Chômage, arrêts maladie, CPF : ce que change la loi antifraude votée ce 7 avril
Le projet examiné à l'Assemblée nationale marque une rupture dans la traque des anomalies financières. Selon le site gouvernemental Vie-publique.fr, vingt milliards d'euros de fraudes publiques ont été détectés en 2024, dont trois milliards dans le strict champ social.
L'exécutif entend désormais accélérer les recouvrements grâce à de nouvelles prérogatives accordées aux organismes payeurs.
Un vote décisif vers une tolérance zéro pour les fraudeurs
Le projet de loi relatif à la lutte contre les fraudes sociales et fiscales est soumis au vote solennel de l'Assemblée nationale ce 7 avril 2026, au terme de débats particulièrement houleux. Ce texte stratégique vient parachever l'arsenal répressif initié par le gouvernement depuis l'année 2023.
Les pouvoirs publics misent sur ces nouvelles mesures pour récupérer entre 1,5 et 2 milliards d’euros supplémentaires, une somme destinée à renflouer le budget de l'État. Pour atteindre ce montant, l'administration change de doctrine.
Le gouvernement délaisse l'étude fastidieuse au cas par cas pour imposer une stricte automaticité des sanctions, afin d'accélérer drastiquement les procédures de recouvrement.
Des mesures chocs ciblent le chômage, le CPF et les prestations
Le volet social du texte accorde des prérogatives inédites aux organismes payeurs. France Travail obtient la capacité de bloquer les allocations chômage pendant une durée maximale de trois mois dès l'apparition d’« indices sérieux de manœuvres frauduleuses », comme le rapporte le journal Libération.
Cette décision administrative s'applique de manière préventive. Une approche critiquée par la Défenseure des Droits dans un avis rendu le 31 octobre 2025 : « La suspension des prestations sur simple suspicion est une mesure d'une particulière gravité [...] mise en œuvre avant même que la fraude ne soit établie ».
Le domaine de la formation continue se trouve également dans le viseur des législateurs. Les usagers du Compte personnel de formation (CPF) doivent impérativement se présenter aux évaluations finales. Le site Centre Inffo souligne qu'en cas d'absence non justifiée, le titulaire du compte devra rembourser la totalité des frais engagés auprès de la Caisse des Dépôts.
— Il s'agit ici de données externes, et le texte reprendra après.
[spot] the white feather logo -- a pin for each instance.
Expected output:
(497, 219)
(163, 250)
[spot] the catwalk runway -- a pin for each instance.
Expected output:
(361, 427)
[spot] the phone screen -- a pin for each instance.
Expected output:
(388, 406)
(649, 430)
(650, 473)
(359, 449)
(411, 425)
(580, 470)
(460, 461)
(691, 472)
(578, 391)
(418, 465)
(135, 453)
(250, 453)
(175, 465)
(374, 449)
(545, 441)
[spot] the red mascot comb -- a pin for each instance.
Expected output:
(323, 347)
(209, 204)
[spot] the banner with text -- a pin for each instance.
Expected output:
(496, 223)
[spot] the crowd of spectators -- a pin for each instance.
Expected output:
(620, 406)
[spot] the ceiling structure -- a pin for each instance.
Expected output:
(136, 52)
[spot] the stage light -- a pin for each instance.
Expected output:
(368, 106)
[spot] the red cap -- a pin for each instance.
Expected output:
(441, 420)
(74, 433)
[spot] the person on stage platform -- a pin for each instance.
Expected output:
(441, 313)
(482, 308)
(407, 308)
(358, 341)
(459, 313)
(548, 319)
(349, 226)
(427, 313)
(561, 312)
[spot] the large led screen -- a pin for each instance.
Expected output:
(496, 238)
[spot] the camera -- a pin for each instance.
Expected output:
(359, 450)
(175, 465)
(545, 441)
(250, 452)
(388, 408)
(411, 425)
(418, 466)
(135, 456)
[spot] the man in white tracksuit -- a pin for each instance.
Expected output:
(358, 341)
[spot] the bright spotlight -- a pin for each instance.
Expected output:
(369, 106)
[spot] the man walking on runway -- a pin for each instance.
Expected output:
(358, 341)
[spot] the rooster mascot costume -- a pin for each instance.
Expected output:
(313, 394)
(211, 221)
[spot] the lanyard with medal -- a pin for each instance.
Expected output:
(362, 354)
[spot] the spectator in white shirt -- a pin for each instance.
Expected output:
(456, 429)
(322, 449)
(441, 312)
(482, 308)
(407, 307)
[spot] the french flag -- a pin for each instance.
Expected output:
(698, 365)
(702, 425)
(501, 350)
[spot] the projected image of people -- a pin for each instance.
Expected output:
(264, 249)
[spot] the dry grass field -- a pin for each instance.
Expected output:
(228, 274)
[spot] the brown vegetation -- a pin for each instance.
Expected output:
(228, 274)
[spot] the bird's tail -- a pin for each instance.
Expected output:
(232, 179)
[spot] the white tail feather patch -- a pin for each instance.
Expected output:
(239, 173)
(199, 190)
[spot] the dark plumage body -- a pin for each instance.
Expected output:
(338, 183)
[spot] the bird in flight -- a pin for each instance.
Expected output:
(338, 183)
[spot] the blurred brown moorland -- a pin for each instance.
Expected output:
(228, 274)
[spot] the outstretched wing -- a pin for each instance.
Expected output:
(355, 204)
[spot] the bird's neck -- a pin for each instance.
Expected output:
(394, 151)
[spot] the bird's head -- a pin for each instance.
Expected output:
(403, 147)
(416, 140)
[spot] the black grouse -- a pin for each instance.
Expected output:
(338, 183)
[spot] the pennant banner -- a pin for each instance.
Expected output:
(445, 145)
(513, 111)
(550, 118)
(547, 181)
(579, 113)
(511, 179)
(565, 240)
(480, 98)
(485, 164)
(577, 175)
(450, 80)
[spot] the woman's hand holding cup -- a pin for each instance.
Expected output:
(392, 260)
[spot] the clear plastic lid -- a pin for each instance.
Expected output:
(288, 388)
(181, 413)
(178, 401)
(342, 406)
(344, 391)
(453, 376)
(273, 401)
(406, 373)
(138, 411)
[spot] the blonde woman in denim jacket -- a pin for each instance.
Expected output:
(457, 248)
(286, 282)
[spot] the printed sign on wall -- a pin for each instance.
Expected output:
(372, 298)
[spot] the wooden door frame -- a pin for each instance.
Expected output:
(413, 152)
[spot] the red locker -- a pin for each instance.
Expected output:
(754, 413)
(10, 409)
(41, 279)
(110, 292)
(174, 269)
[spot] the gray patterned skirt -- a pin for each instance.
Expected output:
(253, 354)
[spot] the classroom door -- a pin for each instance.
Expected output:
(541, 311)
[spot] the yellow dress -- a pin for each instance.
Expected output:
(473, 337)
L'article 4 bis du projet de loi entérine par ailleurs la création d'une amende forfaitaire d'un montant minimum de 400 euros pour toute fraude constatée sur les prestations familiales ou les pensions de retraite. Le média Projet Arcadie précise que ce mécanisme retire presque tout pouvoir de modération aux agents des caisses d'allocations.
Santé et vie quotidienne face aux nouvelles règles de contrôle
Les patients et les assurés sociaux devront adapter leurs démarches dès l'application des décrets. Les consultations médicales à distance font l'objet d'un recadrage sévère pour endiguer les arrêts de complaisance.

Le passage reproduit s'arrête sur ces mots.